Thursday, February 04, 2010

A Shorter Empire

Just a quick update on my post regarding Rise of Empires. Chris, Mike, and myself got in a three player game on Tuesday, so I have a better sense of how long the game takes with three. The answer: about two and a half hours with one player new to the game (although Chris does extremely well in absorbing rules for games, especially Wallace titles). I would venture so far to say that you could play in two hours with three players if you were motivated and experienced (in this case, knowing what the progression tiles do and the city schedule).

Play definitely felt like you had more control, although I found myself having to take "useless" actions in the third era because there were no territory tiles remaining (you ditch any leftover tiles at the end of each turn, unlike the 4-5 player version), in one case having three (!) Trade actions of which I was able to use exactly one to my benefit.

I found that I was able to change strategies to a certain extent in mid-game, which was reassuring. At the start of the second era, I decided that there was too much competition for the Empire tiles and map placement, and made a conscious decision to limit my involvement on the map to one late-turn placement (something that would have been a lot harder with four or five, as we never ran out of Empire tiles, just global actions, six per turn with three players). Instead, I took steam pumps, went heavy on prairie territories, and also bought as many cities as I could. This strategy paid off, as I was scoring in the mid-30's in Era 3, 20 of it with cities (and TV) alone. By focusing on specific spaces on the board, I was able to generate another 15 or so VP per turn. In the end, I managed to keep ahead of Chris those last two turns while Mike stalled out after not keeping his cities around.

I don't know that this strategy would work as well in a game with more players, especially grabbing those last second board areas. Competition for cities would be more difficult as well - I got the sense that people weren't thinking in terms of cities, although that will change. Cities may cost you more in food or resources (and cubes at the end of eras), but no one can steal them from you and you can mitigate the food problem through Prairies. It was a good strategy, and generates resources (if you have steam pumps) that you can use to get gold or more VP. I'm looking forward to trying more strategies out.

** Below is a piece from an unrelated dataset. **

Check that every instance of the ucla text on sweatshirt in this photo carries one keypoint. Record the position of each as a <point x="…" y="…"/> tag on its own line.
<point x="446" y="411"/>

BTW, I bought the game, ending my long boycott of Phalanx. That said, I will still avoid their games as impulse buys, and definitely won't purchase one unless I've gotten a chance to play the game and look through the rules as I play. However, this game is a definite step up for them in terms of rules clarity, and I hope that this was a conscious decision on their part.

I expect that I'll get in a four player game over the long weekend in Eugene at EGG. I'll keep notes on the weekend and will blog on Sunday or Monday. Wish me luck!